Il Cammino Sinodale: soprattutto un metodo per l’ascolto del Popolo di Dio

Papa Francesco ci ha ricordato che: La sinodalità è un cammino ecclesiale che ha un’anima che è lo Spirito Santo. Senza lo Spirito Santo non c’è sinodalità. Non si può ridurre la sinodalità a sondaggi improvvisati o rincorrere il parere dei fedeli, quasi che si trattasse di aggiornare la Chiesa secondo i gusti e le tendenze di questo o quel gruppo. Il fatto di incontrarsi, parlare, ascoltarsi non deve farci pensare a una visione romantica e facile della sinodalità. Noi crediamo che lo Spirito guidi i credenti nella stessa direzione, ma non sempre tutti sono capaci di ascoltare la Sua voce, e distinguerla dalle proprie opinioni. Uno dei pericoli su cui dobbiamo vigilare è quello di non confondere il cammino di sinodalità con le aspettative personalistiche. Bisogna rimettere in movimento tutti i soggetti ecclesiali dentro il medesimo cammino e coinvolgerli nella realizzazione dello stesso obiettivo. Siamo coscienti che camminare insieme è un concetto facile da dire, ma difficile da mettere in pratica, dato che esige pazienza, attenzione all’altro, senza la ricerca di risultati immediati, con l’intenzione di camminare insieme. Come presbiteri e laici dobbiamo considerare tutti i membri della comunità come degni di attenzione e di ascolto. Tutti ricordiamo uno dei punti indicati da papa Francesco riguardo alla superiorità del tempo sullo spazio. Questo principio ci permette di lavorare a lunga scadenza, senza l’ossessione dei risultati immediati, mettendoci nella condizione di sopportare le situazioni difficili e avverse e i cambiamenti di piani. In una parola, la prassi sinodale rimane aperta, in cammino, senza lasciarsi abbagliare da obiettivi facili e rapidi anche quando si toccano materie delicate.

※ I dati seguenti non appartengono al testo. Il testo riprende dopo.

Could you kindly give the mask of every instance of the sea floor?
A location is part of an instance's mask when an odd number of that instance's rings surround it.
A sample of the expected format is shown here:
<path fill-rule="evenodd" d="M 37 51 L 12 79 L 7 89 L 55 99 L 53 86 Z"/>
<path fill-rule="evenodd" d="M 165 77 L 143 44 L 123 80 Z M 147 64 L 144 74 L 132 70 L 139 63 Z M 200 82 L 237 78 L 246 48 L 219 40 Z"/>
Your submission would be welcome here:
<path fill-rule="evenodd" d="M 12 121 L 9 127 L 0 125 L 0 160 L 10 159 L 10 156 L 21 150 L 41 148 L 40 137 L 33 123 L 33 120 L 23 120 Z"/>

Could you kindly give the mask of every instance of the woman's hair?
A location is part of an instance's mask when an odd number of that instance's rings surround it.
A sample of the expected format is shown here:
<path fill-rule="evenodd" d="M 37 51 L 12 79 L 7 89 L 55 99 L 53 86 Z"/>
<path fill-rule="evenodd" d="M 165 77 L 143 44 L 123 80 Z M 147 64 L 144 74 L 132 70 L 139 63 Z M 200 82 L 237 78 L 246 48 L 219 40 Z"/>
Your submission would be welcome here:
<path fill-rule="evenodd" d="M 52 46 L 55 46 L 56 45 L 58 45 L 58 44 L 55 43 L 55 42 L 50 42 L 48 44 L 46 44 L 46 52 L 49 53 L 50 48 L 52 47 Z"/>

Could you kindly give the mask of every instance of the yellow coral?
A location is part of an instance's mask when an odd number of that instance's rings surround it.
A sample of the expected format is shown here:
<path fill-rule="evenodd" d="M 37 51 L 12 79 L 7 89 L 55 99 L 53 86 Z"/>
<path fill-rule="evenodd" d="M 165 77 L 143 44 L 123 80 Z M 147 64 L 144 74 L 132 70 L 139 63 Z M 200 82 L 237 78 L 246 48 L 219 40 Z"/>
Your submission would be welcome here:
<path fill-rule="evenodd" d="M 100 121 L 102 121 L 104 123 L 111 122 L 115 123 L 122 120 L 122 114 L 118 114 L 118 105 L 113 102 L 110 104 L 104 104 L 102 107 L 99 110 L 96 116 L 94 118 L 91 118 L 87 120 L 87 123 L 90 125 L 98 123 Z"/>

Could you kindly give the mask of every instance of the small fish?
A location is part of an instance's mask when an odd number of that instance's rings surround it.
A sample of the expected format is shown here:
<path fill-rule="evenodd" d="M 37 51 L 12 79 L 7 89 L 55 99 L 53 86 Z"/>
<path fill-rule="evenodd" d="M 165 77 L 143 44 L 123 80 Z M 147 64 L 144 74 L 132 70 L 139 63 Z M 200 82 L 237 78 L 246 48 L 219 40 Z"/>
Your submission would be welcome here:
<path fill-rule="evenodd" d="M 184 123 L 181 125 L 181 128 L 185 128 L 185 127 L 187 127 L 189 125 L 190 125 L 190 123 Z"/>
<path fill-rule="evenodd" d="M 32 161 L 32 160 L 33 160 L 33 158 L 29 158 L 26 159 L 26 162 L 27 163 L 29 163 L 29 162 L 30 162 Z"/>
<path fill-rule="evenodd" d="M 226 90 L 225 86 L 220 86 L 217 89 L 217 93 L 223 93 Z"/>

Presbiteri, Consacrati e laici in una Chiesa sinodale

L’annuncio del cammino sinodale per la nostra Chiesa italiana e diocesana ha suscitato in noi, presbiteri e laici, reazione differenti. Forse ci è sembrato un tema abusato, oppure una ripetizione di cose già viste, o infine come l’ennesimo incontro di gruppi, discussioni e documenti che però non portano un effettivo cambiamento o coinvolgimento dei fedeli della comunità. Papa Francesco ci ha invitato, lo aveva già fatto nel convegno di Firenze del 2015, a metterci insieme, trovare parole, immagini, progetti per camminare unitariamente. Ci ha ripetuto che nessuno da solo può far attraversare alla Chiesa il momento presente. Ne sono convinto per le nostre chiese diocesane di Oristano e Ales-Terralba. Chiedo ai presbiteri di assumere con maggior convinzione lo stile del lavoro pastorale fatto insieme. Nelle comunità cristiane con più parrocchie e nelle zone pastorali tra paesi vicini è necessario far crescere lo stile di collaborazione, progettazione comune, condivisione degli itinerari formativi per le comunità. Tutto ciò sarà possibile se tra i presbiteri si coltiverà il dialogo, l’ascolto e il rispetto reciproco, la collaborazione e l’amicizia nel Signore. Questo atteggiamento favorirà anche la collaborazione tra Uffici diocesani, per una condivisione dei progetti, lo scambio di proposte e l’aiuto reciproco. Ascoltiamo con attenzione quello che il Papa ci ha detto: abbiamo bisogno di Chiese che si mettano in movimento. Anche le Religiose e i Religiosi della diocesi, incluse le Claustrali con la loro vocazione a sostenere con la preghiera il cammino della Chiesa, devono sentirsi interpellati a una maggiore collaborazione alla vita delle comunità parrocchiali, proponendo il loro carisma ma anche armonizzandolo con l’inserimento fruttuoso nel cammino delle comunità e nel progetto pastorale della diocesi. Il ruolo dei laici è stato tante volte sottolineato: corresponsabilità e collaborazione. Esso però deve essere stimolato, formato, favorito e ricercato sia da parte degli stessi laici che dei presbiteri. Sappiamo che alla realizzazione di questi atteggiamenti si oppongono diversi fattori, fra cui quella che papa Francesco stigmatizza come la clericalizzazione anche dei laici. Siamo chiamati tutti a metterci in un atteggiamento dove la vita della comunità cristiana riguarda tutti, è compito di tutti, seppure secondo la vocazione e chiamata di ciascuno, e richiede il contributo di tutti.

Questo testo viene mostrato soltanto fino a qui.